# abs-mcp — full reference

> MCP server exposing the Australian Bureau of Statistics Data API (SDMX-XML) through 5 plain-English tools — unemployment, CPI, wages, GDP, population, building approvals, lending.

abs-mcp is the Australian Bureau of Statistics (ABS) member of the Australian Public Data MCP portfolio. It wraps the SDMX-XML 2.1 endpoint at data.api.abs.gov.au, translating ABS dataflow codes into curated plain-English filter keys so an LLM can answer real economic questions without knowing SDMX. 10 curated dataflows cover the most-asked indicators; the other ~1,200 ABS dataflows are still accessible via raw SDMX dimension IDs.

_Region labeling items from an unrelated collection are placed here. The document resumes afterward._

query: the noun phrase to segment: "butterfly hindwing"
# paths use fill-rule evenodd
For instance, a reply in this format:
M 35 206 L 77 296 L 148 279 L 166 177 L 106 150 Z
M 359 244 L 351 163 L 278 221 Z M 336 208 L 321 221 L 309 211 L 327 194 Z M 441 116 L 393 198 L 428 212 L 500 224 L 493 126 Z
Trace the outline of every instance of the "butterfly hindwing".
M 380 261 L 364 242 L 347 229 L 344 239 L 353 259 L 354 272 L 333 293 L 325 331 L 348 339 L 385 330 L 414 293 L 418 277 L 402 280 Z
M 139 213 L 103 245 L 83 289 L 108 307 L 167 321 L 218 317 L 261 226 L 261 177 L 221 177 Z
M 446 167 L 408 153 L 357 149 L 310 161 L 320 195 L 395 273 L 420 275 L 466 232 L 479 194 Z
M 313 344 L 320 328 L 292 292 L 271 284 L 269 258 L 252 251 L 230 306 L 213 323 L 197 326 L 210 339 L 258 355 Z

This document is a single-file reference: a self-contained integration prompt. If you fetch just this file you should be able to wire up an MCP client and call every tool correctly without ever cloning the repo.

---

## Install

```bash
# uvx (recommended — refreshes from PyPI each launch)
uvx --upgrade abs-mcp

# Or pin via pip
pip install abs-mcp
```

### Claude Desktop

`~/Library/Application Support/Claude/claude_desktop_config.json`:

```json
{
  "mcpServers": {
    "abs": {
      "command": "uvx",
      "args": ["--upgrade", "abs-mcp"]
    }
  }
}
```

### Cursor

`~/.cursor/mcp.json`:

```json
{
  "mcpServers": {
    "abs": {
      "command": "uvx",
      "args": ["--upgrade", "abs-mcp"]
    }
  }
}
```

---

## Trust contract

Every `DataResponse` from abs-mcp carries:

```
source             "Australian Bureau of Statistics (ABS)"
source_url         https://data.api.abs.gov.au/
attribution        full CC-BY 4.0 International attribution string with licence URL
retrieved_at       UTC timestamp
server_version     importlib.metadata.version("abs-mcp")
stale              True when serving cached fallback after upstream error
stale_reason       human-readable when stale=True (e.g. "ABS API 503 at 14:22 UTC")
truncated_at       int | None — set when latest() caps a large response
```

Cache TTLs: 15 min for `latest`, 1 h for `get_data`, 24 h for the dataflow catalogue, 7 d for codelists / DSDs. Graceful degradation: when data.api.abs.gov.au is unreachable, abs-mcp falls back to the last cached payload and sets `stale=True` rather than raising. Errors carry "Try X" hints with the suggested correction.

---

## Tools

### search_datasets(query, limit=10)

Fuzzy-search ABS dataflow names, descriptions, and search_keywords. Curated entries get a +25 relevance boost so common queries like "unemployment" or "gdp" return LF / ANA_AGG at rank #1 rather than a tangential census table.

Returns a list of `DatasetSummary` (id, name, description, is_curated).

```python
await search_datasets("unemployment")
# → [{id: 'LF', name: 'Labour Force', is_curated: True}, ...]
```

### describe_dataset(dataset_id)

For curated dataflows: plain-English dimension names, curated value keys, source URL, and the set of hidden default dimensions (e.g. age 15+, seasonally adjusted). For non-curated dataflows: raw SDMX dimensions and codelists shaped into the same response.

Returns `DatasetDetail` (id, name, description, is_curated, dimensions, hidden_defaults, abs_url).

```python
await describe_dataset("LF")
# detail.dimensions = [
#   {name: 'region', sdmx_id: 'REGION', values: [{key: 'nsw', sdmx_code: '1'}, ...]},
#   {name: 'measure', sdmx_id: 'MEASURE', values: [{key: 'unemployment_rate', sdmx_code: 'M13'}, ...]},
#   {name: 'sex', sdmx_id: 'SEX', values: [{key: 'persons', sdmx_code: '3'}, ...]},
# ]
```

### get_data(dataset_id, filters=None, start_period=None, end_period=None, format="records")

Query a dataflow. For curated dataflows: plain-English filter keys/values get translated to SDMX codes; hidden-dim defaults auto-applied. For raw dataflows: pass SDMX dim IDs and codes.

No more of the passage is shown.